Let’s expand on the elevator pitch.

First of all, what is a Bluebird card?

A Bluebird card is a prepaid debit card from American Express.  You can get a Bluebird online for free, or at any Walmart for $5.  Since the card is prepaid, it does not affect your credit.

How does the Bluebird card work?

You can load up to $10,000 on your Bluebird card, and then use this money in various ways:

  • You can use it like an ATM card.
  • You can use it to pay bills (a very important feature!)

There are no transaction fees, load fees, foreign transaction fees or bill-pay fees.  ATM fees are waived when you set up direct deposit.

You can load the card using Vanilla Reloads.  You can load up to $1,000 every 24 hours and up to $5,000 a month with reload packs.

You can load the card at any Walmart using a miles-earning debit card (Alaska Airlines or SunTrust Delta).

What is a Vanilla Reload Card?

A card that can be purchased in increments up to $500 with a fee of $3.95.  You can then load this money onto your Bluebird card. Vanilla Reloads can be found in the gift card section of some drugstores, some gas stations, and some grocery stores.  A Vanilla Reload looks like this:


How can I earn points by loading my Bluebird card using Vanilla Reloads?

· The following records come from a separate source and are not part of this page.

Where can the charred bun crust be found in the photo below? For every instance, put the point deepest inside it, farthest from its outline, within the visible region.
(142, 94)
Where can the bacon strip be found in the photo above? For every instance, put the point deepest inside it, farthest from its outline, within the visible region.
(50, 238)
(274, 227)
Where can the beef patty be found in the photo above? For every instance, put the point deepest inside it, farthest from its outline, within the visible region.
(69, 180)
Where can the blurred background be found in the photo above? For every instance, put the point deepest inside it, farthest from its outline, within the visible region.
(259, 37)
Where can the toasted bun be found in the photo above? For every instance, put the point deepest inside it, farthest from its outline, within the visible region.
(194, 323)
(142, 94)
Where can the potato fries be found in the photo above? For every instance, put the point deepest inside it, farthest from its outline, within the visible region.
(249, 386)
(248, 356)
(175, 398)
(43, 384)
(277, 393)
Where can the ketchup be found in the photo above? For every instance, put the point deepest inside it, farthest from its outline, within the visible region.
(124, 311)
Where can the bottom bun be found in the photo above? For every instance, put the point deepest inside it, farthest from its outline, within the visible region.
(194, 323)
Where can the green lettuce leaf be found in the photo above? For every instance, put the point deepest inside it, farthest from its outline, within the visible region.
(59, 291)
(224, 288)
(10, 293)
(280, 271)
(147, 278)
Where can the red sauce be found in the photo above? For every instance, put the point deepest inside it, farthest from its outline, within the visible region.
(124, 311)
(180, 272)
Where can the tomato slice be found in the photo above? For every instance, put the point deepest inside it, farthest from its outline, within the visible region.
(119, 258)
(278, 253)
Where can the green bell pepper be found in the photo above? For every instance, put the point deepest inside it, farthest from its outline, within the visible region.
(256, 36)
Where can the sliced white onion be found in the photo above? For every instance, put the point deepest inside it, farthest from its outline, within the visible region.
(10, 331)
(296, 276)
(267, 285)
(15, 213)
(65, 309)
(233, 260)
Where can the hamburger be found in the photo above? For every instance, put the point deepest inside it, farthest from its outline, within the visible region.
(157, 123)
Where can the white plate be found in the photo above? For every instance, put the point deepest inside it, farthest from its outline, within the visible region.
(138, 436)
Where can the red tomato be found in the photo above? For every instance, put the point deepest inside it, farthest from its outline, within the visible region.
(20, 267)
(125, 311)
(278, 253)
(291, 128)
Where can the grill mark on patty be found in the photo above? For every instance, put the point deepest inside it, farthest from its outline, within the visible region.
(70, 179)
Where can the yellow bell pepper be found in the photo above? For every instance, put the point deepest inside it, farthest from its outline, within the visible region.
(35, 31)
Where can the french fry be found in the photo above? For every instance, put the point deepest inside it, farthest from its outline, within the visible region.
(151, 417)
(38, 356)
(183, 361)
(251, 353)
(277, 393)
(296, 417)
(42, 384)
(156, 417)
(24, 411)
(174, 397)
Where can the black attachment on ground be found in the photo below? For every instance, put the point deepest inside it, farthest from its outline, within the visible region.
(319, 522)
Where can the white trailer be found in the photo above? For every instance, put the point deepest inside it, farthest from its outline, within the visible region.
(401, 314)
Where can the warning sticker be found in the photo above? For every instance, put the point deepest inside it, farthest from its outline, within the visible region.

The trickiest part of the entire transaction is finding a CVS or Walgreen’s that will allow you to purchase reloads with a credit card.  Since there are huge metropolitan areas where this is impossible (hello, San Francisco!), you may need to take a road trip in order to capture this elusive prey.  You can also plan to visit local CVS/Walgreen’s when you travel to other cities.  Josh recently had success at a CVS in Kentucky.

Once you track down the cards, you are usually limited to 2 $500 cards per transaction.  Obviously you can get around this rule by walking out of the store, then walking in 5 minutes later to purchase more cards.  However, since American Express is wary of suspicious transactions, I would exercise restraint and caution when purchasing reloads.  Slow and steady is the way to go here.

Which card should I use to purchase Vanilla Reloads?

Anything but a Citibank card.  Citi treats these as cash advances so you will be charged a cash advance fee – totally not worth it!

Here are just a few examples of cards that might be good choices:

The Hilton Amex or Hilton Surpass.  Both of these cards earn 6 points per dollar spent at drugstores.  If you spend $2,000 a month on your Bluebird, this translates to 144,000 Hilton HHonors points per year.  This would be enough for a long weekend (3-4 nights) at most Hilton properties.

The Starwood Preferred Guest Amex.  $2,000 a month would get you 24,000 Starpoints.  This would equal 29,000 airline miles if you transfer these points to most of their airline partners, because you get a 5,000 point bonus when you transfer at least 20,000 miles at a time.  You can also earn Starwood Gold status if you spend at least $30,000 on this card per calendar year.

Chase Sapphire Preferred.  For $24,000 spend per year, you would earn 25,680 Ultimate Rewards points (1 point per dollar, plus a 7% annual dividend).  Lots of possibilities for great points redemption with this one. For example, this is enough for a round trip supersaver flight on United.  These flights can sometimes retail for $500-$600, so clearly great value to be had here.

Keep in mind that it might be a good idea to alternate the cards you use to purchase Vanilla reloads.  You don’t want to do anything to arouse a bank’s suspicion.  If a bank thinks you are not playing by the rules, you could be shut down and all your points could be taken away.  That would be a terrible fate, so it is really best to tread lightly here.  There is absolutely nothing wrong with using prepaid and reloadable cards.  It’s not illegal and there is nothing against it in the T&C of any credit card points programs or agreements.  Just enjoy it in moderation.

That being said, back to our regularly scheduled program: Bluebird and Vanilla are your friends.